TYLERTOWN — Walthall County supervisors continued discussions on how to combat litter along roadways, but managed no real progress.
Sheriff Kyle Breland told the board Monday that none of his part-time officers were interested in serving as a litter enforcement officer, especially if they might be picking up garbage themselves.
Some had concerns that “if a drug user throws away a needle in the trash, they could get stuck,” Breland said. “That makes sense to me.”
He said an officer hired part-time to focus on litter control would probably have to attend a certification course, just like any other officer, if he or she was going to write tickets to offenders.
Breland said having prisoners work to clean roadsides might be of dubious value as well.
Marion County uses prisoners that way, and “they start at the Walthall County line, and they go all the way to Lamar County,” he said. “Then they start again and get just as much. And that’s just on state roads.”
Chancery Clerk Shannon Fortinberry said she believes an anti-littering campaign involving schoolchildren working on projects and educational items in the local newspaper would have an impact.
“Doing nothing is not an option,” she said.
Board President Larry Montgomery said that might not help, either, based on a constituent he encountered picking up some trash along the road.

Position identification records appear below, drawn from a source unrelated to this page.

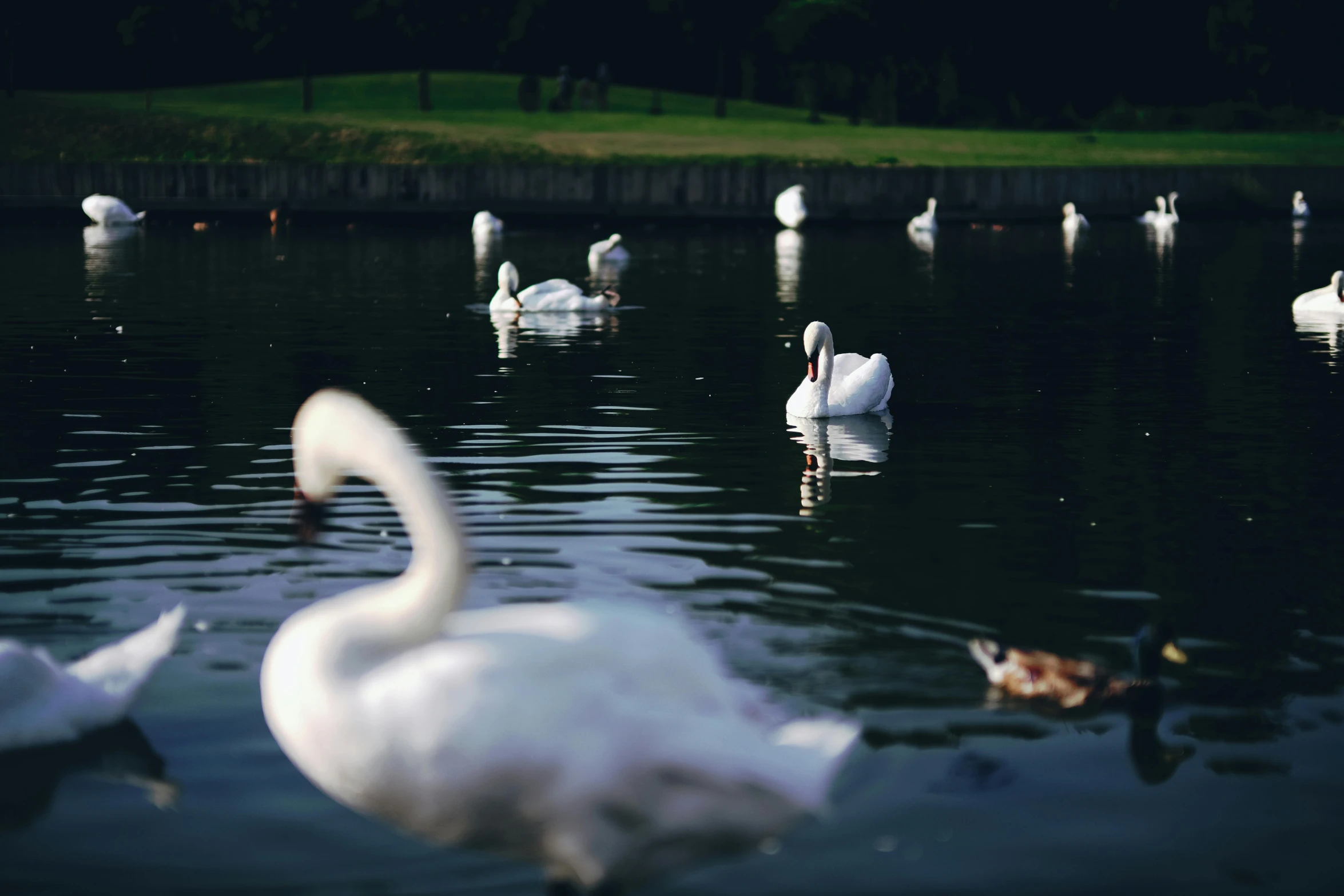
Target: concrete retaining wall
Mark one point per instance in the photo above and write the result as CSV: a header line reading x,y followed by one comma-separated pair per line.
x,y
669,191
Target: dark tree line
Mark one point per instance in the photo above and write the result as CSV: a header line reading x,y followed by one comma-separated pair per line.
x,y
1051,63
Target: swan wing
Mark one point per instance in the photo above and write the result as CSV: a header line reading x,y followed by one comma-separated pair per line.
x,y
865,389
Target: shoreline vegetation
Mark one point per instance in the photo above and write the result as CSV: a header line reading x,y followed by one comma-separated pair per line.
x,y
375,118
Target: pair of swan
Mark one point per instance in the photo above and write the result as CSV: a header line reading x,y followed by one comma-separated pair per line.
x,y
600,740
109,212
789,207
555,294
1166,213
839,385
42,702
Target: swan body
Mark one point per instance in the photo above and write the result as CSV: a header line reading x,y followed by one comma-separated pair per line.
x,y
1300,209
1327,300
1073,221
839,385
42,702
109,212
487,225
555,294
789,207
925,221
602,742
608,252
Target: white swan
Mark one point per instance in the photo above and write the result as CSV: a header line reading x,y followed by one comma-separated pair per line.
x,y
608,252
109,212
839,385
1300,209
548,296
1073,221
487,225
600,740
42,702
1155,217
789,207
925,221
1327,300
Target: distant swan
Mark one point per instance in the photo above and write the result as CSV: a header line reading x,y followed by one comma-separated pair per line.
x,y
925,221
109,212
548,296
487,225
1326,300
1300,209
608,252
42,702
789,207
839,385
600,740
1073,221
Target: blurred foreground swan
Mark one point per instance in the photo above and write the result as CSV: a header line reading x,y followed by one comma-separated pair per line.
x,y
600,740
839,385
42,702
789,207
550,296
109,212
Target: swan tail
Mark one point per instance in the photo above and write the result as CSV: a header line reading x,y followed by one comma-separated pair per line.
x,y
121,668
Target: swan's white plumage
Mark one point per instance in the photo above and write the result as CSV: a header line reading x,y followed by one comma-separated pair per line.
x,y
109,212
844,383
789,207
608,252
927,220
600,740
42,702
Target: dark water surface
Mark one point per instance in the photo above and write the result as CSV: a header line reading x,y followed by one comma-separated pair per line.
x,y
1077,445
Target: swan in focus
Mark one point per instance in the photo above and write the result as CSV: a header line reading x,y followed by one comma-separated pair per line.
x,y
109,212
555,294
1300,209
608,252
1327,300
600,740
789,207
1155,217
42,702
925,221
1073,221
487,225
839,385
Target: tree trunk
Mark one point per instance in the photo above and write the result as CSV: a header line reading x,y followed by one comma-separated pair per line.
x,y
721,101
424,87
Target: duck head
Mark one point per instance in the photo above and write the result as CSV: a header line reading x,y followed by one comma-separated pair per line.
x,y
1154,644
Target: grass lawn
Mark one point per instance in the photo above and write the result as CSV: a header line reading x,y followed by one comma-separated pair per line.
x,y
374,118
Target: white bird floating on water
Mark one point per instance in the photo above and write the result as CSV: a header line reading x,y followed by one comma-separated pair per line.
x,y
42,702
600,740
1300,209
789,207
839,385
109,212
1073,221
925,221
550,296
608,252
487,225
1327,300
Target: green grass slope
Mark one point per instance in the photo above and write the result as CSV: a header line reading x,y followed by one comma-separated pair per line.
x,y
374,118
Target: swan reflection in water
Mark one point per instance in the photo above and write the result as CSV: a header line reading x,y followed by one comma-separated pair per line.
x,y
554,327
824,440
121,752
788,264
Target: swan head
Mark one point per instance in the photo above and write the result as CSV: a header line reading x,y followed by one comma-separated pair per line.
x,y
816,337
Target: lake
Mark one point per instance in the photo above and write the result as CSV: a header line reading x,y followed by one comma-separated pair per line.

The man said the county should put up “No Littering” signs, and Montgomery said, “Like that?” pointing out such signs that he said hang on the post below every stop sign in District 1.
“He said he’d never seen that,” Montgomery said.
Supervisors Ken Craft and Lloyd Bullock said residents and church members near Oak Grove and Brandon Bay churches had gathered many bags of trash from along the nearby roads in the past month, with Bullock saying Oak Grove people had collected more than 60 bags one weekend, only to have many bags more just a week or two afterward.
After the Brandon Bay cleanup, “you can ride out there now, and you wouldn’t even know (they did) it,” Craft said.
Breland said he would look into the possibility of hiring someone to be a litter enforcement officer, and Fortinberry said that might be a small deterrent, at least.
“There’s got to be someone out there who will do that job because they love this county,” she said.